(AFP / Geoffroy Van Der Hasselt)

Macron sur 360°

Paris -- Durant les trois dernières semaines de la campagne électorale,  j’ai arpenté les meetings d’Emmanuel Macron avec un drôle de petit appareil fixé au bout d’une perche : une caméra à double-objectif, de la taille d’un paquet de cigarettes, capable de prendre des photos et tourner des vidéos en 360°. Le résultat est un drôle de spectacle, en immersion dans une foule de fans.

Meeting de Macron à Bercy, un lundi de Pâques. L'atmosphère du lieu passe de l'équivalent d'une boîte de nuit en pleine journée, à un concert de rock star, puis à un passage plus sérieux et plus grave, avant de se terminer en Marseillaise fusionnelle, chantée par des milliers de voix. 

 

Comme à tout un chacun, la sécurité m’a fixé un bracelet d’identification au poignet. Je franchis la haie de gros bras du service d’ordre, et pénètre dans l’arène de Bercy, balayée par les lumières colorées des spots, inondée par la musique d’un DJ branché.

La salle est déjà presque pleine. La foule oscille aux couleurs des tee-shirts roses, turquoise ou jaunes floqués d’un « Emmanuel Macron Président ».  Les haut-parleurs  diffusent à tue-tête « Feel the magic in the air, allez, allez, allez, levez les mains en l’air, allez, allez, allez… » du groupe ivoirien Magic System.

Je m’approche d’une brochette de jeunes filles qui dansent en rythme une chorégraphie bien rôdée. Je plante ma caméra entre elles et la scène pour ce moment un peu décalé dans un meeting politique. Après qu’un monsieur loyal a chauffé la salle, la «première partie» commence : des supporters du premier jour et compagnons de route de Macron expliquent pourquoi ils se sont mis « En marche ! ».  

(Pour voir les photos en 360° cliquer sur l'image. Pour passer en plein écran ou en revenir,
 double-cliquer sur l'image).

(Pour voir les photos en 360° cliquer sur l'image. Pour passer en plein écran ou en revenir, double-cliquer sur l'image).

Lorsque la tension est à son comble, comme une rock star en costume ajusté, Emmanuel Macron arrive sur la scène située au milieu de l’arène. Je tiens ma caméra à bout de bras, en me faisant le plus petit possible, sans grand succès, pour ne pas apparaître dans le cadre.

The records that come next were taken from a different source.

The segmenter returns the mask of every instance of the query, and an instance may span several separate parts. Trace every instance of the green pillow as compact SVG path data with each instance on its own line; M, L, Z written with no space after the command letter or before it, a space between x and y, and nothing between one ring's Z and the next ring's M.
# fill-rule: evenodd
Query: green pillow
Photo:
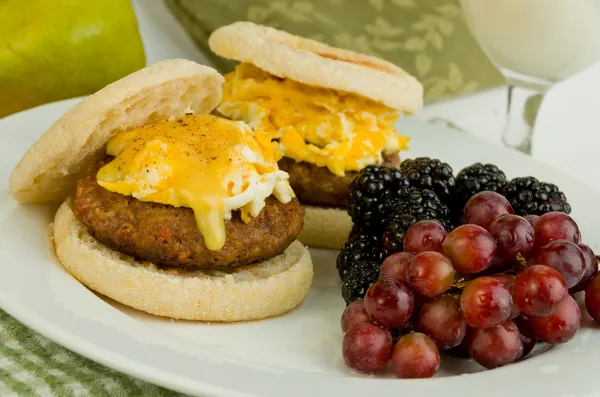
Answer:
M375 55L416 76L425 101L503 84L472 38L458 0L165 0L222 73L233 62L212 54L216 28L249 20Z

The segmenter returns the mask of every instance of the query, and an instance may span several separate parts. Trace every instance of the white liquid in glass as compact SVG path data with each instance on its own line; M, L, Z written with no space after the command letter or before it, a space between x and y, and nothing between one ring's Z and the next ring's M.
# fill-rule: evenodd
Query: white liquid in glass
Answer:
M461 0L496 66L556 82L600 59L600 0Z

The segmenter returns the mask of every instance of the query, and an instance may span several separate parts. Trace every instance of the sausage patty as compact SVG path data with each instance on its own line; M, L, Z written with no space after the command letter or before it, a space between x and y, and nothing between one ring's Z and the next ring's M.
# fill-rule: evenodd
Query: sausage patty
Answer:
M344 176L337 176L327 167L317 167L304 162L297 163L289 157L282 158L278 164L280 169L290 175L290 185L302 204L347 207L348 186L358 174L357 172L349 171ZM385 156L383 164L398 167L400 156L397 153Z
M75 216L98 241L138 260L197 269L244 266L279 255L302 229L304 209L298 200L282 204L271 196L247 224L234 211L232 219L225 221L225 246L211 251L204 245L191 209L106 190L96 181L101 165L79 181Z

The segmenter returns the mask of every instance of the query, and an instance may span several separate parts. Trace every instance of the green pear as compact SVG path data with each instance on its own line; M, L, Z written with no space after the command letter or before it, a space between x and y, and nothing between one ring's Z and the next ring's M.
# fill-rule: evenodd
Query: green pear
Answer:
M144 67L130 0L0 0L0 118Z

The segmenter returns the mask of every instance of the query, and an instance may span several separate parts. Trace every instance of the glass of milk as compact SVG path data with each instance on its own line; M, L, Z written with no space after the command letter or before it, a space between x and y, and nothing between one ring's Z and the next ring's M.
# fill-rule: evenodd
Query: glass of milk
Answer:
M531 153L544 93L600 60L600 0L461 0L471 32L506 78L505 145Z

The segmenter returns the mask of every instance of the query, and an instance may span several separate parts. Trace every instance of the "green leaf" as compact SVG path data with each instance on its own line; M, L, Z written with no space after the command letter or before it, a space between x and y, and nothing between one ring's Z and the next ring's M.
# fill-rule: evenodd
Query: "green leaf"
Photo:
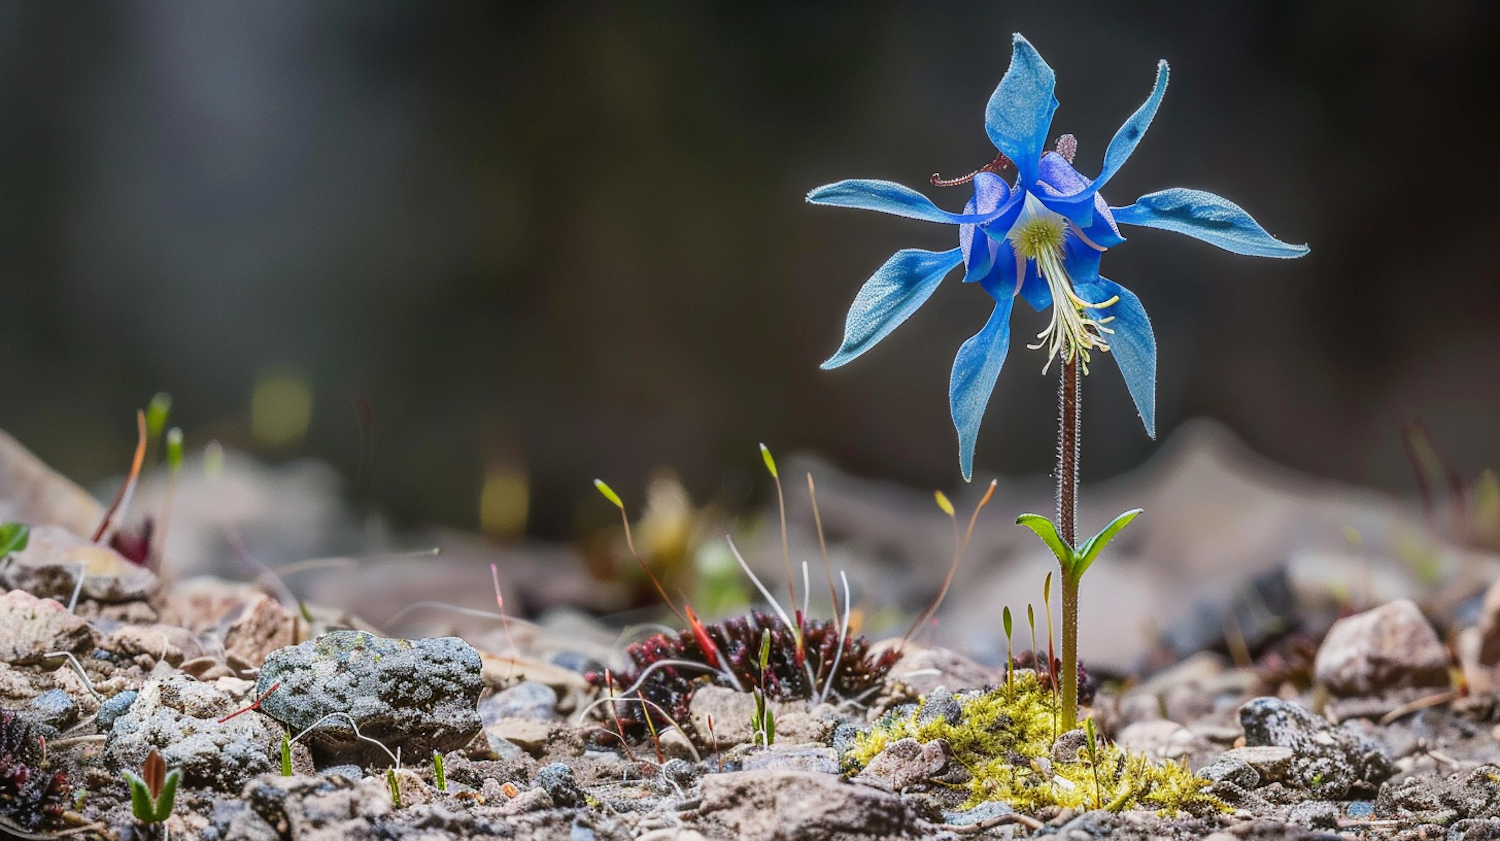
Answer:
M1085 572L1088 572L1089 567L1094 563L1094 559L1099 557L1100 552L1104 551L1104 547L1108 546L1109 542L1115 539L1115 535L1119 534L1121 529L1130 525L1130 521L1134 520L1136 515L1140 513L1141 509L1139 508L1132 508L1126 511L1124 514L1116 517L1109 525L1105 526L1103 531L1084 542L1078 551L1078 576L1080 578L1083 577Z
M12 552L19 552L26 548L26 541L31 539L31 526L25 523L5 523L0 525L0 558Z
M292 775L292 739L285 730L281 732L281 776Z
M1077 553L1062 539L1062 535L1057 533L1057 526L1053 525L1051 520L1040 514L1022 514L1016 518L1016 522L1036 532L1036 536L1040 537L1042 542L1047 544L1047 548L1052 550L1052 554L1057 556L1057 562L1062 565L1063 574L1071 574Z
M161 797L157 799L156 811L152 814L153 823L161 823L172 817L172 804L177 800L177 784L180 782L182 769L173 768L167 772L167 777L161 784Z
M1010 605L1006 605L1005 610L1001 612L1000 621L1005 625L1005 638L1010 639Z
M146 781L129 771L123 773L125 785L130 787L130 813L141 823L155 823L156 810L151 808L151 792L146 788Z

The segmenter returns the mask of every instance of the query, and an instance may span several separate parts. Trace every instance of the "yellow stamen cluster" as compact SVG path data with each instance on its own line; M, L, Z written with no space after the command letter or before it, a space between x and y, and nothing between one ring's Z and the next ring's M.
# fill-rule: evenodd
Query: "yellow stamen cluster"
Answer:
M1076 357L1083 365L1083 372L1087 374L1090 351L1107 352L1109 341L1105 337L1114 333L1105 326L1114 321L1114 316L1095 318L1087 311L1111 306L1120 298L1115 296L1107 301L1092 303L1078 297L1073 291L1073 279L1068 276L1067 267L1063 264L1063 236L1067 230L1066 219L1027 194L1021 218L1007 236L1017 255L1023 260L1036 261L1037 273L1047 282L1047 290L1052 294L1052 321L1047 329L1036 334L1040 341L1027 345L1027 348L1047 349L1047 363L1042 366L1043 373L1051 367L1053 359L1061 357L1064 362L1071 362Z

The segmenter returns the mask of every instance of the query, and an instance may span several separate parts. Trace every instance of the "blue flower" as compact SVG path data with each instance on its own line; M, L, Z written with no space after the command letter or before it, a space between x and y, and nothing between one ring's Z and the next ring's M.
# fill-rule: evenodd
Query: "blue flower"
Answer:
M824 368L837 368L885 338L905 321L959 264L964 282L978 283L995 300L984 328L964 342L953 360L949 406L958 430L964 479L973 474L979 421L1010 347L1011 305L1017 295L1038 312L1052 309L1047 329L1032 349L1076 359L1085 373L1094 351L1119 363L1147 434L1156 437L1156 338L1140 299L1101 277L1099 257L1124 242L1120 225L1143 225L1187 234L1236 254L1300 257L1266 233L1238 205L1200 190L1150 193L1126 207L1110 207L1099 190L1135 151L1167 89L1167 63L1157 65L1156 86L1115 133L1093 180L1073 168L1077 142L1058 138L1043 151L1057 110L1055 77L1030 43L1015 36L1010 69L985 108L984 127L999 154L964 178L937 186L972 183L963 213L938 208L915 190L889 181L849 180L807 194L814 204L878 210L910 219L958 226L959 246L932 252L896 252L867 281L849 308L844 342ZM1001 173L1014 171L1014 180ZM1043 370L1046 370L1044 365Z

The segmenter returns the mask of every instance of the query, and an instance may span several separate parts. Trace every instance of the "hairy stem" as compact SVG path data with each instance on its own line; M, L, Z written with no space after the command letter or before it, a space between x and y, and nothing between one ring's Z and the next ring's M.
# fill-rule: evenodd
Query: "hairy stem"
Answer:
M1083 407L1080 385L1078 357L1075 355L1063 360L1062 381L1057 388L1057 527L1069 546L1078 545L1078 427ZM1078 723L1078 580L1081 576L1072 570L1062 572L1062 732L1066 733Z
M1069 546L1078 540L1079 379L1078 357L1064 361L1057 385L1057 527Z
M1062 727L1078 725L1078 577L1062 579Z

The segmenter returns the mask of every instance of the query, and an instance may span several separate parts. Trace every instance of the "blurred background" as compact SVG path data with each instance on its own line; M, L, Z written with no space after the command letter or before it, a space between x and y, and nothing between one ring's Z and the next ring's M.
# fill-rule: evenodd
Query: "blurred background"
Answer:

Quand le candidat lance « Dimanche, nous allons gagner ! », je ne sais plus si j’assiste à un concert ou à un match de football de l’équipe de France,  avec une forêt de drapeaux tricolores agités par des milliers de supporters.

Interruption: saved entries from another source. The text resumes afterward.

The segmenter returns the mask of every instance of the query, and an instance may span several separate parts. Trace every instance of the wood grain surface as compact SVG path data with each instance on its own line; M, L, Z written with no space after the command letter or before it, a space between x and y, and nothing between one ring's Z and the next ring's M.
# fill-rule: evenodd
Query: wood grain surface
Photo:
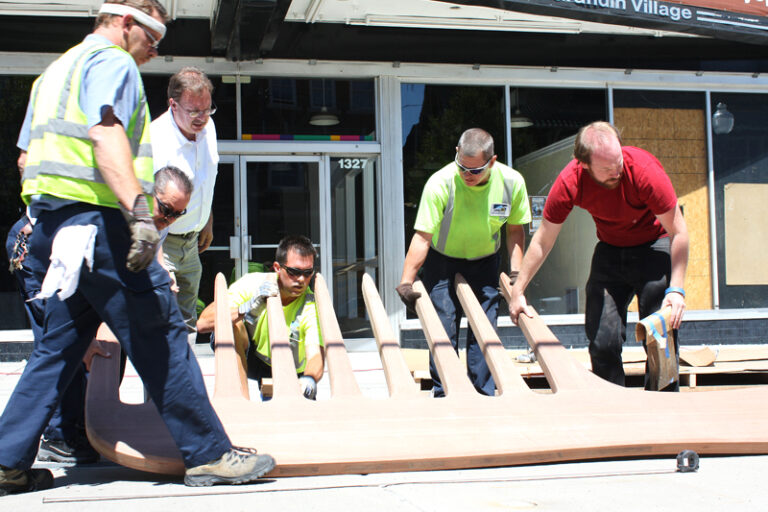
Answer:
M501 288L508 293L508 278ZM552 394L520 385L514 368L499 357L498 336L484 325L479 304L459 280L457 293L484 347L500 394L476 393L447 340L426 290L416 310L437 362L445 398L413 391L402 354L372 280L364 296L382 354L390 397L363 395L354 380L322 276L315 285L328 355L331 397L300 396L295 371L277 371L286 391L268 402L248 400L237 364L217 360L213 404L232 442L275 457L270 476L420 471L520 465L605 457L768 453L768 388L705 393L653 393L599 379L572 360L538 316L521 328L544 369ZM217 278L216 303L229 310L226 285ZM270 319L279 301L268 301ZM282 314L282 308L280 308ZM217 314L217 322L231 324ZM270 329L281 322L270 322ZM284 322L282 326L285 327ZM219 326L217 325L217 328ZM222 326L223 327L223 326ZM229 333L216 333L216 357L236 361ZM271 331L273 363L282 360L285 334ZM106 336L100 336L105 338ZM106 343L116 343L109 341ZM114 352L113 352L114 353ZM287 358L285 358L287 359ZM277 363L278 365L282 363ZM285 361L287 365L287 361ZM228 369L224 369L228 368ZM222 370L224 369L224 370ZM226 374L220 375L219 371ZM181 459L151 403L126 405L117 396L117 358L95 358L88 385L87 428L94 447L119 464L158 473L179 473ZM277 389L277 388L276 388ZM295 392L293 391L295 390Z

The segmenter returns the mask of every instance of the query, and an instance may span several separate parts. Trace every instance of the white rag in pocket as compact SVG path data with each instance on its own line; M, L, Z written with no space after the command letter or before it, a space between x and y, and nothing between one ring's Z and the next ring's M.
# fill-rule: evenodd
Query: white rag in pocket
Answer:
M51 245L51 264L35 299L52 297L57 290L59 299L70 297L77 289L83 260L93 270L93 246L96 226L67 226L61 228Z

Puis, le sérieux prend le dessus, Emmanuel Macron expose son programme à une foule qui applaudit et agite de nouveau les couleurs de la France. J’essaie, avec mon appareil 360 de capter les réactions autour de moi. Et lorsque le moment devient plus grave, après un discours qui a duré le temps d’un concert, c’est la main sur le cœur et dans une marée de drapeaux que 20.000 personnes entonnent l’hymne national.

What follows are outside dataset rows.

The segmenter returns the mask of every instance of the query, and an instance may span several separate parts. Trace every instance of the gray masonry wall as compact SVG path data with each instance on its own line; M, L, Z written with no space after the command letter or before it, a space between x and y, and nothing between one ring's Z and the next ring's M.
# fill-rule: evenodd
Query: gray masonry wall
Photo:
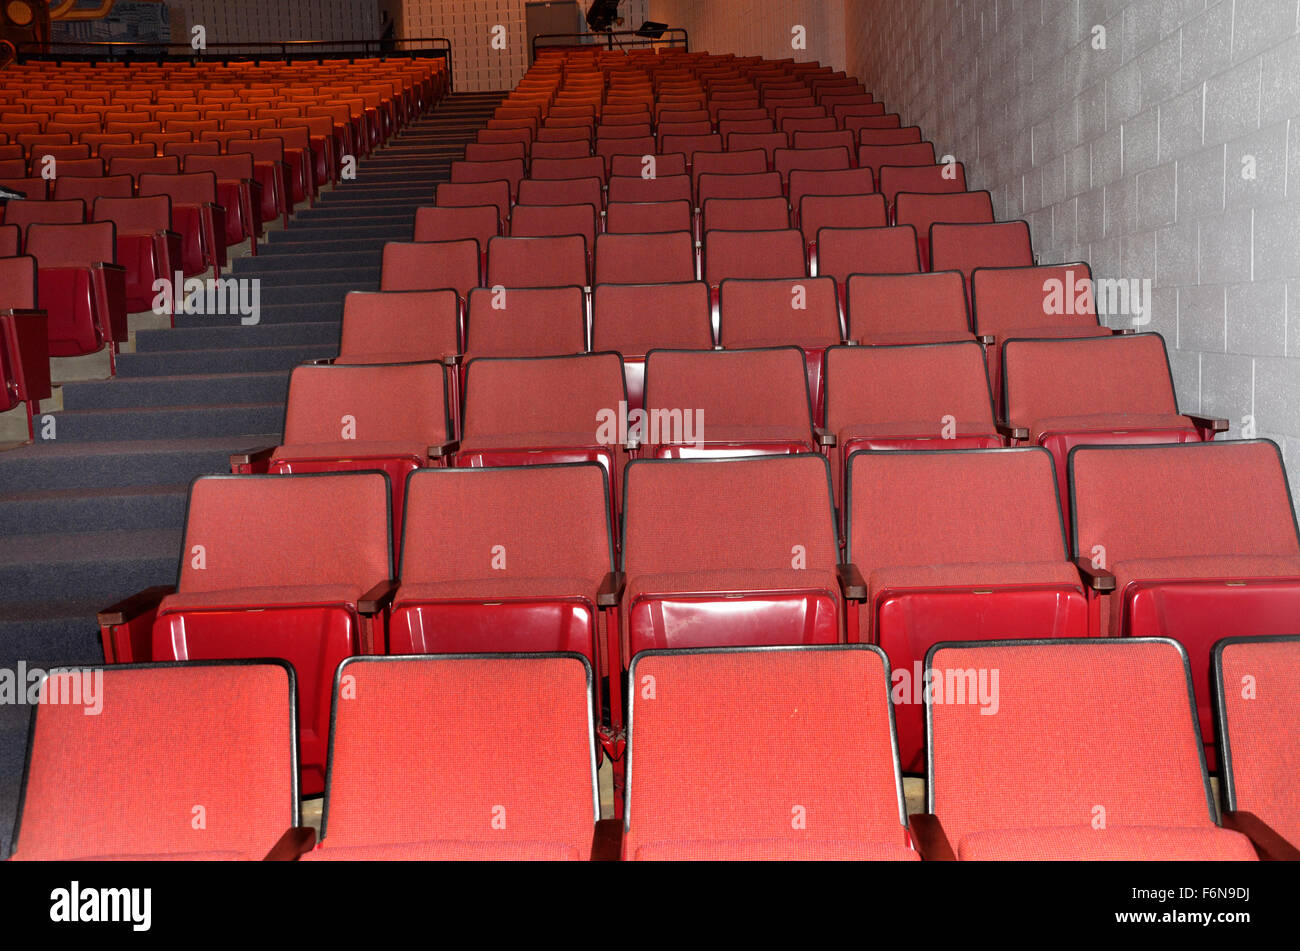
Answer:
M849 71L1043 263L1151 279L1180 408L1253 423L1300 490L1300 3L845 0L845 24Z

Les meetings suivants se dérouleront de la même manière, avec une ferveur toujours plus grande. 

Le dimanche du deuxième tour arrivant, je me rends au Touquet pour couvrir le vote du candidat à la mairie. En espérant surtout, avant cela, capter des images d’un moment plus familial avec son épouse, une ballade ou une sortie dans la ville balnéaire. 

 

Peine perdue : avec une trentaine d’autres photographes et équipes de télé, je passe mon samedi à faire le pied de grue devant la maison, sans succès. J’essaye de raconter cela avec une image 360° insolite, le facteur sur son vélo qui essaie de se frayer un chemin entre la foule de journalistes et de curieux. 

Le jour du vote, comme des dizaines de journalistes, je m’installe devant la mairie très tôt. La vision 360° est idéale : d’un côté la mairie, de l’autre l’église.

Je me place au milieu de la foule. Ma voisine, une Touquettoise déjà grand-mère me parle de sa ville. Un petit chien s’installe à mes pieds. Une dame très distinguée me dit qu’elle aurait préféré Fillon. Mes voisines s’offusquent qu’une journaliste de télé passant par là parle des "badauds" : « nous ne sommes pas des badauds, nous sommes venus encourager monsieur Macron ! ».

Les héros du jour sortent sur les marches sous les acclamations. Des enfants perchés sur les épaules de leurs parents scandent sans relâche « Macron Président ! Macron Président ! ». Bien qu’ils soient derrière moi,  je sais que mon appareil à 360° les enregistre.  Au moment où ma voisine serre la main du futur président, je réussis à prendre une photo en gros plan.

 

En éditant les images, dans la voiture qui nous ramène à Paris, je réalise que je n’aurai pas l’occasion de prendre des images panoramiques du futur président ce soir dans la cour du Louvre. 

Trop loin de la scène, je me concentre sur les supporters et à 19H59, je lève ma caméra le plus haut possible au-dessus de la forêt de têtes. Au top de 20h, lorsque le visage d’Emmanuel Macron apparaît sur grand écran, les drapeaux s’agitent et se déploient dans l’air tandis que la foule hurle de joie. Le plan à 360° décrit bien l’ambiance du moment.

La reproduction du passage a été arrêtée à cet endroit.